The returns potential of short-term debt funds 

Since the short-term debt funds come with a maximum three-year maturity period, they balance themselves well in fluctuating interest rates, thus offering greater certainty, lower volatility, and better returns. For selecting the best short-term debt funds, investors can check the return record of various funds over one year, two years, and three years. As such, a well-performing fund has the high potential to deliver a higher return than its benchmark and peer funds.

Advantages of short-term debt funds

The short-term debt funds offer a lot of benefits that investors can reap by investing in the funds.

  • Safe & stable returns: If you closely observe the debt market, you will notice an inverse relationship between debt and interest rates. So when there is a decrease in interest rates, the market value of debt increases and vice versa. As a result, most other funds get affected by changing interest rates when the market fluctuates but not short-term debt funds. Since these funds have shorter maturity periods, they are comparatively less susceptible to interest rate changes. They do suffer an effect, but it is marginal. As a result, short-term funds perform better than other funds and generate stable and safer returns on investment.
  • Flexibility: Short-term debt funds offer sufficient liquidity to investors to cash out their money more quickly than other investment options such as FDs, which come with a mandatory lock-in period. Debt funds act as emergency funds that can be dissolved easily in need of extra cash. Also, unlike other types of mutual funds, which may charge a fee as an exit load for withdrawal, investors do not have to pay additional charges if they wish to withdraw their investment from the fund before a fixed period. 
  • Taxation benefit: Profits earned from short-term debt funds from the holding period of more than a year attract lower tax when compared to bank deposits, especially for the investors who fall under the high-tax category.

Why should you invest in short-term debt funds? 

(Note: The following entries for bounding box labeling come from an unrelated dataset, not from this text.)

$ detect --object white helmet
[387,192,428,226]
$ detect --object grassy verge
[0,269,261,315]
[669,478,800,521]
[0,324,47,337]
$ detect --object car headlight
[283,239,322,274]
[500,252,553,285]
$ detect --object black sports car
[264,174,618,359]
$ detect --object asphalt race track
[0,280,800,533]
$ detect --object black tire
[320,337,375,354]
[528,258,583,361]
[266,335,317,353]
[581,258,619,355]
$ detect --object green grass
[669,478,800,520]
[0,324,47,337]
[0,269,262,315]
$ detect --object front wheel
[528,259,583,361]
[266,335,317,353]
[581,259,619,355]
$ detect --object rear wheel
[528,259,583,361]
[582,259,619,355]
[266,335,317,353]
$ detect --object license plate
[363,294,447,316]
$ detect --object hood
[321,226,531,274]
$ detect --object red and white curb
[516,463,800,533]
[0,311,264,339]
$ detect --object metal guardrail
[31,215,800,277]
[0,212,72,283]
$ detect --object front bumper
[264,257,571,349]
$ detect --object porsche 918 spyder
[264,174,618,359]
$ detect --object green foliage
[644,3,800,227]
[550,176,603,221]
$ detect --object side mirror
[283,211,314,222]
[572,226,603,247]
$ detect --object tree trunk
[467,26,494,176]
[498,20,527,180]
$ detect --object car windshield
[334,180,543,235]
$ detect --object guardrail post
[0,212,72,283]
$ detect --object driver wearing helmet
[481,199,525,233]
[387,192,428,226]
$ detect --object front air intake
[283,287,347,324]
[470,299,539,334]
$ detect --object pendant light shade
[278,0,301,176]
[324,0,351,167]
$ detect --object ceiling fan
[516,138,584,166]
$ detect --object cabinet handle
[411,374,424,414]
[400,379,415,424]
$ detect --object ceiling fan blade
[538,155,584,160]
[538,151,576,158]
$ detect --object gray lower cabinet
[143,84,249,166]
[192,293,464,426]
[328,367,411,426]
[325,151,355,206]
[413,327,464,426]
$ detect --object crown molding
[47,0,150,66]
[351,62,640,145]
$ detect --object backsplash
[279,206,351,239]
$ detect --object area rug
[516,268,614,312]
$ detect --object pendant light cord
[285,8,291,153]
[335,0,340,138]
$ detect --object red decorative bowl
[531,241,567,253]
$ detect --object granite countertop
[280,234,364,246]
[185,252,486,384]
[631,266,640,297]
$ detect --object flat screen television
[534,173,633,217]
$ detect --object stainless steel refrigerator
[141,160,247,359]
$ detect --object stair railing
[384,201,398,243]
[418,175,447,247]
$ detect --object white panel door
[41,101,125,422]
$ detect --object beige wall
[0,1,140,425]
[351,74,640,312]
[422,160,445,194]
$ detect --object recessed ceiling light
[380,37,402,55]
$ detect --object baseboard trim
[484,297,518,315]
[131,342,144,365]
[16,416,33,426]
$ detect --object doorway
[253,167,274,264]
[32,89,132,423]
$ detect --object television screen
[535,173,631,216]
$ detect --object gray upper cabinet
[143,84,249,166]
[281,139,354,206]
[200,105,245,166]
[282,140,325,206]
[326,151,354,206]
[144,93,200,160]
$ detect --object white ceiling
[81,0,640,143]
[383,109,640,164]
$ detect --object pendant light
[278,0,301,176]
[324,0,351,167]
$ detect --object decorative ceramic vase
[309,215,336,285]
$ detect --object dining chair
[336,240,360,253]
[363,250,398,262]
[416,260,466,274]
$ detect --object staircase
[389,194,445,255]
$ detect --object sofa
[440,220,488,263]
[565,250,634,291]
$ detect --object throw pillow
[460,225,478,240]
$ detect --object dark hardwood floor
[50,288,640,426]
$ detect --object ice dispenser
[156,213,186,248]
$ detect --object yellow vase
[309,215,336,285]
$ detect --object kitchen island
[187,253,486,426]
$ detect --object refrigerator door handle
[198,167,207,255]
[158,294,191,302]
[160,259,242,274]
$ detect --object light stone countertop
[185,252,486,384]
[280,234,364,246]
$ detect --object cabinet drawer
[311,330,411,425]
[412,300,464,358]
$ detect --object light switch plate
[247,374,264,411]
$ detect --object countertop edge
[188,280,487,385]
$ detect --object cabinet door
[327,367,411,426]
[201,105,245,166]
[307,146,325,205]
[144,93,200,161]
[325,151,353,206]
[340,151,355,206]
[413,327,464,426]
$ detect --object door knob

With short-term debt fund investment, investors enjoy a plethora of benefits such as stable returns, lower risk, and high liquidity. Furthermore, short-term debt funds have the potential to generate more returns than bank fixed deposits, and they are much more liquid. Another factor of these funds that score over bank deposits is that they attract lower taxes. Short-term debt funds tend to perform better in a falling interest rate scenario. As a result, they deliver significant returns to the investor. These funds are the best alternative for investors who want to get exposure to the mutual fund but don't want to bear the high risk of equity funds.


Short-term debt funds are ideal for investors who want to generate stable returns while minimizing their exposure to market risk. Investors can choose the best funds based on their financial goals and time horizon. If you are a new investor or don't know much about short-term debt fund investment, you can reach out to Glide Invest to get the assistance of expert financial advisors.


Get all your queries answered related to short-term debt funds in this section.

  1. Are short-term debt funds safe to invest in?
    • Ans: Since these funds invest in top-rated companies with proven track records, they are much safer than other fund investments. However, they do have a fair share of risks involved.
  2. Do short-term debt funds come with a lock-in period? 
    • Ans: No. Short-term debt funds don't have a lock-in period, making it easier for investors to redeem their units if needed.
  3. Do short-term debt funds have an exit load?
    • Ans: Since there is no lock-in period in short-term funds, no exit load gets charged on the redemption of units. However, some funds may charge an exit load in case of early withdrawals. The exit load varies with the fund.
  4. Can I invest in a short-term debt fund through SIP?
    • Ans: Yes. You can invest in short-term debt funds through SIP.